IBM has chosen Sao Paulo as the sixth global location for its specialized software and services laboratories known as “Hipods” or high-performance on-demand solutions facilities, which focus on resolving large-scale computing issues for IBM customers, including eBay and Google.
IBM opened the multimillion-dollar Brazilian lab Tuesday. The lab will be linked to five existing Hipods worldwide: IBM’s central Hipod facility in its Santa Teresa lab in San Jose, Calif., and Hipod satellite operations in Beijing; Bangalore, India; Yamato, Japan; and Hursley, United Kingdom.
Although IBM won’t put a precise financial figure on its Hipod investments, the company did give some sense of the labs’ combined computing power. Together, the six Hipods contain more than 1,000 servers, draw on more than 20 terabytes of data and employ more than 200 staff, according to Kristof Kloeckner, vice president of strategy and technology for IBM’s software group.
Researchers in the six Hipods can collaborate virtually with each other using grid computing to quickly form project teams and assign server, software and storage resources for a particular project. They can use their pooled resources to simulate customers’ IT environments or a particular computing issue a large user is trying to resolve.
When IBM set up its first Hipod four to five years ago, it was to create a team to build knowledge around how best to configure and build high-volume websites like online auction site eBay, Kloeckner said. EBay has been a major customer for IBM, first in the United States and more recently in China, turning to the Hipods for advice on how to scale up its worldwide operations to serve 200 million users.
Over time, the Hipods teams have widened their focus to other areas including process automation, virtualization and approaches to service-oriented architecture (SOA). For instance, the lab researchers have come up with a Web-based service to determine how SOA-based workloads perform when used by businesses such as those in banking, travel and insurance.
In India, the Bangalore Hipod researchers built a service delivery platform for local mobile phone operator Bharti Airtel to help the rapidly growing carrier handle the addition of 1 million new customers per month, Kloeckner said. Other IBM customers that have also worked with Hipods include Ford, Gap, the New York Stock Exchange, Visa International Service Association and Whirlpool.
Brazil was “the obvious choice” for a Latin American Hipod given the country’s size, Kloeckner said, and also continues the vendor’s investment in Brazil.

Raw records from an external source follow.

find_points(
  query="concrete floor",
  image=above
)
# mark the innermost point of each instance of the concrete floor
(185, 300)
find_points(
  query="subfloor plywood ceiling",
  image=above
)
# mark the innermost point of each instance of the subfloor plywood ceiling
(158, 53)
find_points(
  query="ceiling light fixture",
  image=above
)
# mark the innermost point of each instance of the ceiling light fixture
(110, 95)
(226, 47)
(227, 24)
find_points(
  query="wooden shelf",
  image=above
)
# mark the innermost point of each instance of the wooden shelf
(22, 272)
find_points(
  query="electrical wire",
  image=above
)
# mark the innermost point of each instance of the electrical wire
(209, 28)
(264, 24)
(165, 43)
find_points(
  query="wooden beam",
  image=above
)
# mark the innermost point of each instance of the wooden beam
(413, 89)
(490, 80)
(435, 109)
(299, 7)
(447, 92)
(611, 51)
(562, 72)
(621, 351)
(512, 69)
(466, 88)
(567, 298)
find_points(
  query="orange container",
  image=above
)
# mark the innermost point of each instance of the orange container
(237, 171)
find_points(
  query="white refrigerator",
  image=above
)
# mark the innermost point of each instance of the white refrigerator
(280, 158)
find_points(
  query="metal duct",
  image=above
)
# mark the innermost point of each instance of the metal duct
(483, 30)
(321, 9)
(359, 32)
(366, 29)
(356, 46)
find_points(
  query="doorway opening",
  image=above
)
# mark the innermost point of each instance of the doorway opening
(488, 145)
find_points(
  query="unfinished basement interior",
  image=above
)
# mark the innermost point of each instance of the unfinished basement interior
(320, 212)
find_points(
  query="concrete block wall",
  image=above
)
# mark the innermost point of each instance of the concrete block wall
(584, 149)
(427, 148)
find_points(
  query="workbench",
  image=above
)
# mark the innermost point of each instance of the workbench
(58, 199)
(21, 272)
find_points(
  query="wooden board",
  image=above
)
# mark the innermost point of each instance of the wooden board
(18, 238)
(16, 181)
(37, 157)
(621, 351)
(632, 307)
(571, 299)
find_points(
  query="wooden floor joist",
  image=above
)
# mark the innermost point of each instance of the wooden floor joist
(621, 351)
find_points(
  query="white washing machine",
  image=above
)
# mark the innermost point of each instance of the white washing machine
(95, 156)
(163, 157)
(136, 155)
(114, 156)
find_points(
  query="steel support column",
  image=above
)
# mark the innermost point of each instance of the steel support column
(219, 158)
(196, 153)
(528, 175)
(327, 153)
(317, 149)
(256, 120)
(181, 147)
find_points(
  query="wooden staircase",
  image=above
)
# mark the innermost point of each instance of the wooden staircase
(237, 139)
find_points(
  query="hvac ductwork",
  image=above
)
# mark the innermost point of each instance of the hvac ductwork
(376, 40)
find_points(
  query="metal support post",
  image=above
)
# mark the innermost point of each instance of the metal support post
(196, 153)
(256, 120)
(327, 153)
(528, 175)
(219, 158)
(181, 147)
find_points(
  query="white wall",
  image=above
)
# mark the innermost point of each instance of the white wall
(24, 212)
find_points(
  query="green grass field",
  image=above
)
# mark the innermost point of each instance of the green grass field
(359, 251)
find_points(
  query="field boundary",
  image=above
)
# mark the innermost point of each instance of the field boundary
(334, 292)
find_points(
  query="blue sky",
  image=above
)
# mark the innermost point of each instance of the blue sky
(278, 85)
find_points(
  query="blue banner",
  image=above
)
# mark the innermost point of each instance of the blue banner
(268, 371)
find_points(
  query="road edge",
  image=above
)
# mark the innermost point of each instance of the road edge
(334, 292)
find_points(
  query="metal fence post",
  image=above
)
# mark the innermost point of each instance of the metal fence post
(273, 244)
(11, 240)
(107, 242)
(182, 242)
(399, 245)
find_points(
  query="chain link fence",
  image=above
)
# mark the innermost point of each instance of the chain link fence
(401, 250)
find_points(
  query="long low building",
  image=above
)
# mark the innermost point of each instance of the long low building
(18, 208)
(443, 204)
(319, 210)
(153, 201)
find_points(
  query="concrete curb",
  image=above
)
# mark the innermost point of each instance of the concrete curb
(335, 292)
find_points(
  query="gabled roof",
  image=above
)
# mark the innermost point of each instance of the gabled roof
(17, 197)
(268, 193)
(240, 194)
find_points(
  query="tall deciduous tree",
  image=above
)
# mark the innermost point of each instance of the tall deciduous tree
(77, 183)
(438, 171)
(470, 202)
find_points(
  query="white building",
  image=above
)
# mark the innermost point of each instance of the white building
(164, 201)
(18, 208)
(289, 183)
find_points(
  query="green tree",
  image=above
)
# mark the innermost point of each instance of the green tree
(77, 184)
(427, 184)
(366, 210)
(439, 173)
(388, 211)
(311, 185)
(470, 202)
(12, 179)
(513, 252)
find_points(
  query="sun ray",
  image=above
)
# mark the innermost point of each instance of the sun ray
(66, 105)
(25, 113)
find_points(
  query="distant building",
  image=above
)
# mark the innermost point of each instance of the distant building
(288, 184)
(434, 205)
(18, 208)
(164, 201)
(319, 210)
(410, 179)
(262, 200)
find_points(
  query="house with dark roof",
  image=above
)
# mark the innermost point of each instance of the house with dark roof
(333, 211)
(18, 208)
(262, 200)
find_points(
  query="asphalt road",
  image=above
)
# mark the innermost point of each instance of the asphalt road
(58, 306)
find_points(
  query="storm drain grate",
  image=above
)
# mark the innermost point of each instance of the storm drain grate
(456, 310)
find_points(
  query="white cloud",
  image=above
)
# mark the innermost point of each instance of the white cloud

IBM has identified five emerging markets it dubs the BRICK countries—Brazil, Russia, India, China and South Korea—as specific nations where it’s keen to invest multimillions of dollars to attract more local customers and partners. Last year, IBM moved its Latin American headquarters from Miami to Sao Paulo. Kloeckner pointed out that IBM’s planned US$740 million acquisition of industrial asset management software vendor MRO Software announced last month will net the company an additional 40- to 50-person team in Brazil.
As to where IBM might plan to put a seventh Hipod, the “next logical move” would be Central Europe, Kloeckner said. Although no decisions have been made yet, the vendor may look to establish a Hipod in either Poland or Russia in the coming years, he added.